Here is an example in my textbook to illustrate why we need the continuous sample path in the definition of Brownian motion. Let $(B_t)$ be a Brownian motion and $U$ be a uniform random variable on $[0,1]$. Define $(\tilde B_t)$ by
$$ \tilde B_t = \begin{cases} B_t & \mbox{if } t\neq U, \\ 0 & \mbox{if } t = U. \end{cases} $$
Then it is claimed that $\tilde B_t$ has the same finite-dimensional distribution as $B_t$ but with discontinuous sample path if $B(U)\neq 0$. I do not understand this example. To be more specific,
- What does it mean by $t \neq U$ or $t=U$, please? Here, $t$ is a deterministic time and $U$ is a random variable. How can we talk about whether the two are equal or not?
- Since I do not get the definition of $\tilde B_t$, I cannot see why it has the same finite dimensional distribution and discontinuous sample path. Could anyone explain this with more detail, please? Thank you!

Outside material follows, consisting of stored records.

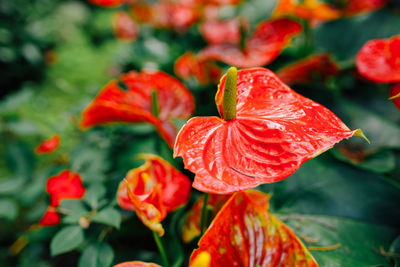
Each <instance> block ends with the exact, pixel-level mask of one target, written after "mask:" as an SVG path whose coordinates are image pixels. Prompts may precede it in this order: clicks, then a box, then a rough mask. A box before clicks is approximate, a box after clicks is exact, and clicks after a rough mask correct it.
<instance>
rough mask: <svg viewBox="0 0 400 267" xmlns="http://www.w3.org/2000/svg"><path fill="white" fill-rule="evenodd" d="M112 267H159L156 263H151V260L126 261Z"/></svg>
mask: <svg viewBox="0 0 400 267" xmlns="http://www.w3.org/2000/svg"><path fill="white" fill-rule="evenodd" d="M114 267H161V266H160V265H158V264H155V263H151V262H143V261H127V262H123V263H120V264H117V265H114Z"/></svg>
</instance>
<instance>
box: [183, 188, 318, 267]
mask: <svg viewBox="0 0 400 267" xmlns="http://www.w3.org/2000/svg"><path fill="white" fill-rule="evenodd" d="M204 251H206V252H208V253H209V254H210V255H211V264H210V266H213V267H219V266H221V267H222V266H243V267H247V266H265V267H275V266H282V267H286V266H296V267H301V266H308V267H311V266H318V264H317V263H316V261H315V260H314V258H313V257H312V256H311V254H310V253H309V252H308V251H307V249H306V248H305V247H304V245H303V244H302V243H301V241H300V240H299V239H298V238H297V236H296V235H295V234H294V233H293V231H292V230H291V229H290V228H289V227H287V226H286V225H285V224H284V223H282V222H280V221H279V220H278V219H276V218H275V217H274V216H273V215H271V214H270V213H268V212H267V210H266V209H265V208H264V207H262V206H260V205H258V204H257V202H256V201H254V200H253V199H252V198H251V196H249V195H247V194H246V193H245V192H239V193H236V194H234V195H233V196H232V197H231V198H230V199H229V200H228V202H227V203H226V204H225V205H224V207H223V208H222V209H221V210H220V212H219V213H218V214H217V216H216V217H215V219H214V221H213V222H212V224H211V225H210V227H209V229H208V230H207V232H206V233H205V234H204V236H203V237H202V238H201V239H200V242H199V248H198V249H196V250H195V251H194V252H193V254H192V256H191V262H192V261H193V259H195V258H196V257H197V255H198V254H199V253H201V252H204ZM189 266H191V264H190V263H189Z"/></svg>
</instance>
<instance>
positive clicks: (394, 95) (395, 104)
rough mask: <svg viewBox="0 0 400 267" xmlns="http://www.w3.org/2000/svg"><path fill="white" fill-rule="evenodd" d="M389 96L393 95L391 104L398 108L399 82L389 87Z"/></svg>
mask: <svg viewBox="0 0 400 267" xmlns="http://www.w3.org/2000/svg"><path fill="white" fill-rule="evenodd" d="M390 97H394V98H393V99H392V101H393V104H394V105H395V106H396V107H397V108H398V109H399V110H400V83H398V84H395V85H393V87H392V89H390Z"/></svg>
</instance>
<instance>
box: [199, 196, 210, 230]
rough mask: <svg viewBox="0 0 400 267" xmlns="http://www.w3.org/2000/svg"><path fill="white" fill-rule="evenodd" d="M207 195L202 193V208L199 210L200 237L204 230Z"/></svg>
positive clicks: (204, 226)
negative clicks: (199, 210)
mask: <svg viewBox="0 0 400 267" xmlns="http://www.w3.org/2000/svg"><path fill="white" fill-rule="evenodd" d="M208 196H209V194H208V193H204V200H203V207H202V208H201V217H200V236H203V234H204V228H205V226H206V225H205V224H206V220H207V218H206V217H207V202H208Z"/></svg>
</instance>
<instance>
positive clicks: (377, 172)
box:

Re 1., the expanded definition (maybe clearer) of the random process $\tilde B$ is that, for every $\omega$ in $\Omega$, $\tilde B_{U(\omega)}(\omega)=0$ and $\tilde B_t(\omega)=B_t(\omega)$ if $t\ne U(\omega)$. In short, $$ \tilde B_t=B_t\,\mathbf 1_{U\ne t}. $$ Re 2., the almost sure path discontinuity of $\tilde B$ should be obvious. To wit, the event that $\tilde B$ is continuous is $[B_U=0]$, the notation being again a shortcut, this time to the event $$ [\omega\in\Omega\mid B_{U(\omega)}(\omega)=0]. $$ Since $P(B_t=0)=0$ for every $t$ and $U$ is independent of $B$, one gets indeed that $P(B_U=0)=0$.
The equality of the finite marginal distributions of $B$ and $\tilde B$ follows from the remark that, for every finite subset $T$ of the time interval, the event $$ A=[\omega\in\Omega\mid\forall t\in T, B_t(\omega)=\tilde B_t(\omega)], $$ has full probability, since $P(U=t)=0$ for every fixed $t$ and $$ \Omega\setminus A\subseteq[U\in T]=\bigcup_{t\in T}[U=t]. $$